Sabtu, 3 November 2012:
Pers Conference dengan wartawan dan trekking ke Candi Selokelir
Gathering lintas komunitas atau kemping bersama setelah melihat pameran foto. Kemping akan dilakukan di areal perkemahan Ubaya Training Centre (UTC). Harap membawa perlengakapn dan logistic sendiri.

Minggu, 4 November 2012:
Trekking ke situs candi terdekat.

Tim Penelusuran Situs Purbakala:
1. Hadi Sidomulyo
2. Kusworo Rahadyan
3. Nurul Hidayati (saya)

Jangan lupa datang yaa...! Terbuka untuk umum dan gratis
========================================================
PASCA PAMERAN
Kesan Saya:
           Mempersiapkan ini terasa sangat melelahkan bagi saya dan suami. Memilah foto memang terlihat mudah, tapi kenyataannya tak seperti itu. Kejenuhan adalah musuh utama. Kami bisa duduk berjam-jam di depan komputer, lalu mendesain poster perblok jalur penelusuran candi (ada 4 blok), belum lagi kami harus memilih satu-satu dari ratusan foto yang ada dan mengeditnya. Yaa.. tapi selelah apapun, melakukan hal yang kami sukai terasa lebih menyenangkan. Bukankah begitu? Dan mengetahui kalau pameran kami ini sukses adalah suatu kebanggaan. Bertemu dan berinteraksi dengan berbagai orang juga tak kalah menarik. Dunia serasa lebih luas. Oh iya, banyak juga orang yang bertanya, "Nurul, kamu mahasiswa Ubaya?" Hehe.. Ya, saya memang bukan mahasiswa Ubaya, tapi Unesa. Bagi saya, tempat manapun akan jadi lebih baik selama saya bisa terus bertumbuh.
         Berita acara ini muncul di beberapa media massa (setelah sebelumnya kami ajak trekking ke Candi Selokelir), antara lain: Sindo (bag I), Sindo (bag II), Antara Jatim, Radar Surabaya. Sebenarnya ada yang perlu diluruskan mengenai Candi Selokelir. Selo artinya batu, kelir artinya wayang. Maksudnya ialah saat penemuan candi ini banyak ditemukan batu-batu yang berelief wayang yang menceritakan Cerita Panji (Panji Asmorobangun) pada zaman kerajaan Kediri. Bisa jadi Kediri pramajapahit atau pada masa Majapahit. Jadi ada kemungkinan bahwa candi ini sudah ada sejak zaman kerajaan Kediri dan digunakan sampai zaman akhir Majapahit/ 14-15 M. Sungguh merupakan suatu kenyataan yang mengagumkan.

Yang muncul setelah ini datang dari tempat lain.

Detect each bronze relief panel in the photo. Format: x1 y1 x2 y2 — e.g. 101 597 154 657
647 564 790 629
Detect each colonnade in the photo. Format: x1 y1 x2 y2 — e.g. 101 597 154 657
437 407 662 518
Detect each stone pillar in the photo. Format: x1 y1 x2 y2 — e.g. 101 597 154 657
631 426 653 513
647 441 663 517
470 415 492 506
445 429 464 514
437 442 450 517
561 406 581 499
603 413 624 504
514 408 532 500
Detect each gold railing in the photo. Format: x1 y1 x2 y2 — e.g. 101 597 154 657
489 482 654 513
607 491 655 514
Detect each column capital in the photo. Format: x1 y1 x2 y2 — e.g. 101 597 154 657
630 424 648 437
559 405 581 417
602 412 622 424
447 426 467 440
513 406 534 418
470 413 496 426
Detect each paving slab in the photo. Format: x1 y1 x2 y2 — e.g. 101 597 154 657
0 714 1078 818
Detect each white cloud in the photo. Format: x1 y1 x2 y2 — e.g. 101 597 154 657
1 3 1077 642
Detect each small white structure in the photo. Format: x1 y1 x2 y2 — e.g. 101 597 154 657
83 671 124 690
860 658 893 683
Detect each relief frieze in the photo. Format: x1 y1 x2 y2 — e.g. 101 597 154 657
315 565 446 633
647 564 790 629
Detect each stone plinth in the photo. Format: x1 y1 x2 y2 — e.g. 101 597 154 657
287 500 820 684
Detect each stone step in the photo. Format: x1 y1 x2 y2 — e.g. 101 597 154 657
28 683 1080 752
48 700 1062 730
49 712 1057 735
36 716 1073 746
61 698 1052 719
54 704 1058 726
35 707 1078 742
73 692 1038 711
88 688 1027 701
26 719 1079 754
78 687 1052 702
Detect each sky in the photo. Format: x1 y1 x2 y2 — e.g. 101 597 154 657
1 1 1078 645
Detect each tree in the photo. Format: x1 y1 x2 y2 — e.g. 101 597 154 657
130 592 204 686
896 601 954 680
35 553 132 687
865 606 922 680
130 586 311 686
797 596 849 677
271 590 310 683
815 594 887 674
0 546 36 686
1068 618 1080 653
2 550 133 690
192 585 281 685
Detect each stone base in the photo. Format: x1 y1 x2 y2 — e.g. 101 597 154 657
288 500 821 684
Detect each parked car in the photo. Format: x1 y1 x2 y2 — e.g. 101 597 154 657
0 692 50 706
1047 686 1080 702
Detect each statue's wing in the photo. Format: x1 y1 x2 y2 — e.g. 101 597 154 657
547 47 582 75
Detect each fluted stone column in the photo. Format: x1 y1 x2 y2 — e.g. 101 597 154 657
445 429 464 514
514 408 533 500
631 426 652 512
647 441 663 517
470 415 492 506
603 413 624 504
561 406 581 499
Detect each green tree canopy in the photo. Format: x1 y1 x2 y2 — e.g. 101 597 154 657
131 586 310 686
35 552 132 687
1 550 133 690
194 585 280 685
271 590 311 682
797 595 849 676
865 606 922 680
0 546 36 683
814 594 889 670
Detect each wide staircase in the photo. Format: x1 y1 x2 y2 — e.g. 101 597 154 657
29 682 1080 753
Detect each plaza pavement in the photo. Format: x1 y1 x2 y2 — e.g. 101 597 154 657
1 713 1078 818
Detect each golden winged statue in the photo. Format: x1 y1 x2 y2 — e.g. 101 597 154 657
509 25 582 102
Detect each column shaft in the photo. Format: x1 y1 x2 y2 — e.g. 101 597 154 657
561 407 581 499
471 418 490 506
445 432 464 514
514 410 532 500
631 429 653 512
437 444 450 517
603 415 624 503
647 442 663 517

Berikut ini adalah tulisan dari Akhmad Khuzaini:

Berdasarkan hasil penelitian Para Arkeolog tampaklah pada kita betapa pentingya peninggalan-peninggalan di daerah Penanggungan. Daerah ini sangat disucikan oleh masyarakat di pulau Jawa. Mereka beranggapan bahwa tempat ini merupakan tempat tinggal para dewa dan leluhurnya, yang ternyata banyak menyimpan warisan budaya yang tak ternilai harganya. Oleh karena itu kita semua harus mengakui kebesaran dan kebudayaan bangsa kita yang sudah mencapai taraf yang tinggi pada abad ke 15.

Daerah Penanggungan yang dipandang sebagai simbol kehidupan kosmis bangsa Indonesia, ternyata sangat menyimpan bahan-bahan ilmu pengetahuan yang tak ternailai terhadap kemajuan ilmu kepurbakalaan di Indonesia. Punden-punden, candi-candi dan pertapaan-pertapaan, semuanya sebagai informasi kehidupan spirituil bangsa Indonesia pada masa-masa sejarah bangsa Indonesia pada sekitar abad 14 dan 15. Oleh karena itu pantaslah kita untuk mengenang dan mempelajari kembali, kalau kita semua menghendaki kehidupan yang tidak statis.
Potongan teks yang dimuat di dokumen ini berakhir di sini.